Management’s Plan of Operation

NanoViricides, Inc. (the “Company”), is an early developmental stage nano-biopharmaceutical company engaged in the discovery, development and commercialization of anti-viral therapeutics. The Company has no customers, products or revenues to date, and may never achieve revenues or profitable operations. Our drugs are based on several patents, patent applications, provisional patent applications, and other proprietary intellectual property held by TheraCour Pharma, Inc., one of the Company’s principal shareholders, from which we have licensed, in perpetuity,  the right to develop drug candidates for the treatment of the following human viral diseases: Human Immunodeficiency Virus (HIV/AIDS), Hepatitis B Virus (HBV), Hepatitis C Virus (HCV), Herpes Simplex Virus (HSV), Rabies, Influenza and Asian Bird Flu Virus. We focus our laboratory research and pre-clinical programs on specific anti-viral solutions. Additionally, TheraCour has permitted the Company to use its nanomaterials to develop a treatment against Dengue Fever viruses, Ebola/Marburg viruses, and viruses causing certain eye diseases. The Company anticipates negotiating with TheraCour an amendment to the Licensing Agreement to include those of these additional viruses that the Company determines it wants to follow for further development. We are seeking to add to our existing portfolio of products through our internal discovery pre-clinical development programs and through an in-licensing strategy.

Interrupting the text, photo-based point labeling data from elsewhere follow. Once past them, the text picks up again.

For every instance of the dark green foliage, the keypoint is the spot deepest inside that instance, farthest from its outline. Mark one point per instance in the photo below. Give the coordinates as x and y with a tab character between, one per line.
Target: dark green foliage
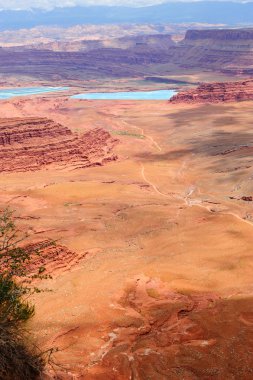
18	359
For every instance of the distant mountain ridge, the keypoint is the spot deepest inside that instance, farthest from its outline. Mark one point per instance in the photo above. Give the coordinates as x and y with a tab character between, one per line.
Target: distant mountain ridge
213	12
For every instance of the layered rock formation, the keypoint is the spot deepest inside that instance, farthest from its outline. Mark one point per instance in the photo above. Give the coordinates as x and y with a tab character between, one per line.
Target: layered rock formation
53	258
168	335
216	93
228	50
32	143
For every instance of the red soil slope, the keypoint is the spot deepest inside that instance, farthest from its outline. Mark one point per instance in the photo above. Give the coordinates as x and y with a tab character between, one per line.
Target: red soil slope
31	143
216	93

The Company has incurred significant operating losses since its inception resulting in an accumulated deficit of $9,952,494 at September 30, 2008. For the three months ended September 30, 2008 the Company had a net loss of $744,757. Such losses are expected to continue for the foreseeable future and until such time, if ever, as the Company is able to attain sales levels sufficient to support its operations.

To date, we have engaged in organizational activities; sourcing compounds and materials; developing novel compounds and nanomaterials, and experimentation with studies on cell cultures and animals. We have generated funding through the issuances of debt and private placement of common stock.  We have not generated any revenues and we do not expect to generate revenues in the near future. We may not be successful in developing our drugs and start selling our products when planned, or that we will become profitable in the future. We have incurred net losses in each fiscal period since inception of our operations. The Company currently has no long term debt.

NanoViricides Technologies, Products in Development, and Collaborations

Pharmaceutical drug development is an expensive and long duration proposition. The Management’s plan is to develop each of our nanoviricides to the necessary stage(s) and then engage into co-development relationships with other pharmaceutical companies. Such co-development relationships usually may entail upfront payments, milestones payments, cost-sharing, and eventual revenue-sharing, including royalty on sales. There is no guarantee that we will be able to negotiate agreements that are financially beneficial to the Company at the present stage. The Management plans to continue to raise additional funds as needed for our continuing drug development efforts on public markets.

The Company currently has several drug development programs. Our development model is to employ collaborations with academic labs, government labs, as well as external service providers in order to minimize our capital requirements. We currently have collaborations with the Center for Disease Control and Prevention (CDC) and the National (Central) Institute of Hygiene and Epidemiology (NIHE) (Vietnam) for Rabies, with the Armed Forces Institute of Pathology (AFIP) and NIHE for High-Path or Highly Pathogenic Avian Influenzas (which in addtion to H5N1, several H9N as well as H7N influenza virus subtypes are highly pathogenic and have cause or have the potential to cause severe influenza epidemics), and the Walter Reed Army Institute of Research (WRAIR) for Dengue family viruses, United States Army Medical Institute of Infectious Diseases (USAMRIID) for Ebola/Marburg family of hemorrhagic viruses, and the Long Island Jewish Medical System, Feinstein Institute of Medical Research (LIJMS) for viral EKC.  In addition, our HIV and common influenza studies were subcontracted to KARD Scientific, Inc., USA. We have additional collaborations in formalization process for work on Dengue viruses, HIV, and other viruses.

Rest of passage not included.